ICML 2025 Reinforcement Learning Multi-objective RL Building energy management MOC-MDP Generalization evaluation Contextual MDP Pareto frontier

BEAVER: Building Environments with Assessable Variation for Evaluating Multi-Objective Reinforcement Learning¶

Conference: ICML 2025
arXiv: 2507.07769
Code: https://github.com/chennnnnyize/BEAVER
Area: Reinforcement Learning
Keywords: Multi-objective RL, Building energy management, MOC-MDP, Generalization evaluation, Contextual MDP, Pareto frontier

TL;DR¶

Proposes the BEAVER benchmark, the first multi-objective contextual reinforcement learning evaluation framework for building energy management. By parameterizing thermal dynamics and climate zones, it constructs controllable environmental variations to systematically evaluate the cross-environment generalization capabilities of existing MORL algorithms.

Background & Motivation¶

Background: Reinforcement learning-based building HVAC control has achieved success in single-simulation environments, effectively optimizing thermal comfort and energy consumption. However, building operation and maintenance face a key real-world challenge: buildings vary significantly in materials, structures, and geographical locations, making control policies trained in one building difficult to transfer directly to another.

Limitations of Prior Work: (1) Existing MORL studies assume a single static environment and ignore variations in underlying dynamics; (2) Building RL benchmarks lack standardized support for evaluating multi-objective trade-offs (comfort vs. energy consumption vs. carbon emissions) and cross-environment generalization; (3) In practice, operators deploying controllers face different buildings and differing user preferences, yet existing benchmarks fail to evaluate robustness under such multi-dimensional variations.

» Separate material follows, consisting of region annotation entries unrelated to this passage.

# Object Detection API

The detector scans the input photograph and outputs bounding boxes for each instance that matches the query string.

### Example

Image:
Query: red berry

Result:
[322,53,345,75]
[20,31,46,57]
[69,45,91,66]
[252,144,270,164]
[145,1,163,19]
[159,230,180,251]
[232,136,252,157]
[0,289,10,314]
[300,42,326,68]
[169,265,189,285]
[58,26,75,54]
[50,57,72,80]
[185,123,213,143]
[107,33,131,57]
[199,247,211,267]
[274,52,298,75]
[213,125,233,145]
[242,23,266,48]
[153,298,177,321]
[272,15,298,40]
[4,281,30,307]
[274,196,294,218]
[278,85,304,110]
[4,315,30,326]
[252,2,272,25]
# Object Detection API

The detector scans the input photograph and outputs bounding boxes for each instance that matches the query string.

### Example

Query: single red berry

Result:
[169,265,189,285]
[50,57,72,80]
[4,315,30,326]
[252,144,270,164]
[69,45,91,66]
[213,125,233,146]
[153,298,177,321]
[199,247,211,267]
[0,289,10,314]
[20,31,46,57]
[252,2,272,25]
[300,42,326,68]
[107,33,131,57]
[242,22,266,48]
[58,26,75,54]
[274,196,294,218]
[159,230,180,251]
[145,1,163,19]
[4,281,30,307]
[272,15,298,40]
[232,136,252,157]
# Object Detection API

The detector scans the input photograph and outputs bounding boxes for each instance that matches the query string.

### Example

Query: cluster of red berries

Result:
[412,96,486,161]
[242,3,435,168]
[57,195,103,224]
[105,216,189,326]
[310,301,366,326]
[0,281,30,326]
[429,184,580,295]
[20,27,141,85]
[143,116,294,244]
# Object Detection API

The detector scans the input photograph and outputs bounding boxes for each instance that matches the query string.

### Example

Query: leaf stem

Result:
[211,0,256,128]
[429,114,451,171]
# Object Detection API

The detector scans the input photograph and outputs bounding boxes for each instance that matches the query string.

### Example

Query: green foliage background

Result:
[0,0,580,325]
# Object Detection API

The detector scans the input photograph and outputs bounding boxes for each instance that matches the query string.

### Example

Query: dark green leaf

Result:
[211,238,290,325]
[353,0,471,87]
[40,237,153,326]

Key Challenge: Building thermal dynamics parameters (thermal resistance and heat capacity) vary by materials and climates, but existing methods simplify or ignore these differences, leading to a "lab-to-field" performance gap.

Goal: Construct a standardized and automated benchmark framework to systematically evaluate the multi-objective trade-off capabilities and cross-environment generalization performance of MORL algorithms in building control scenarios.

Key Insight: Formulate the building RL problem as a Multi-Objective Contextual MDP (MOC-MDP), where the "context" wraps two types of controllable variables: thermal convection parameters (affecting state transitions) and climate zones (affecting external inputs). Based on physical principles (RC thermal network models + EnergyPlus simulation), automated variations of environment sets are constructed.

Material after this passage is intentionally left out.